XIVe s. Se ton faulcon va ou [au] change et il prend coulon ou cornaille ou autre vosel de change, Modus, f° LXXXV, verso.

XVe s. … Change est paradis à l'argent, Car il a là tous ses deduits, Ses bons jours, ses bonnes nuits ; Là est frotés et estrillés, Lavés et bien appareilliés, Froissart, Le dit dou florin. En ung seul lieu aimera fermement, Sans point querir ou desirer le change, Orléans, 10. Et je te promets que avant que il soit gueres de jour, tu me verras aller par entre les changes de Genes, Bouciq. III, 22.

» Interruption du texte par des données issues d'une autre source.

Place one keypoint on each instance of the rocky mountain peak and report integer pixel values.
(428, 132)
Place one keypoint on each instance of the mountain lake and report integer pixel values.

XVIe s. À Rome fut baillée grande somme d'argent au change, pour cette opinion de nostre ruine, Montaigne, I, 44. Cela m'a emporté hors de mon propos ; mais il y a du proufit au change, Montaigne, III, 107. C'est un vilain desreglement qui poulse si souvent les femmes au change, Montaigne, III, 370. C'est un meschant : ayons en un bon en change, Montaigne, IV, 83. Quelqu'un, pensant faire du plaisant… Mais Dionysius luy rendit son change plaisamment, car il lui dit…, Amyot, Timol. 22.

ÉTYMOLOGIE

Provenç. camge, camje (voy. CHANGER).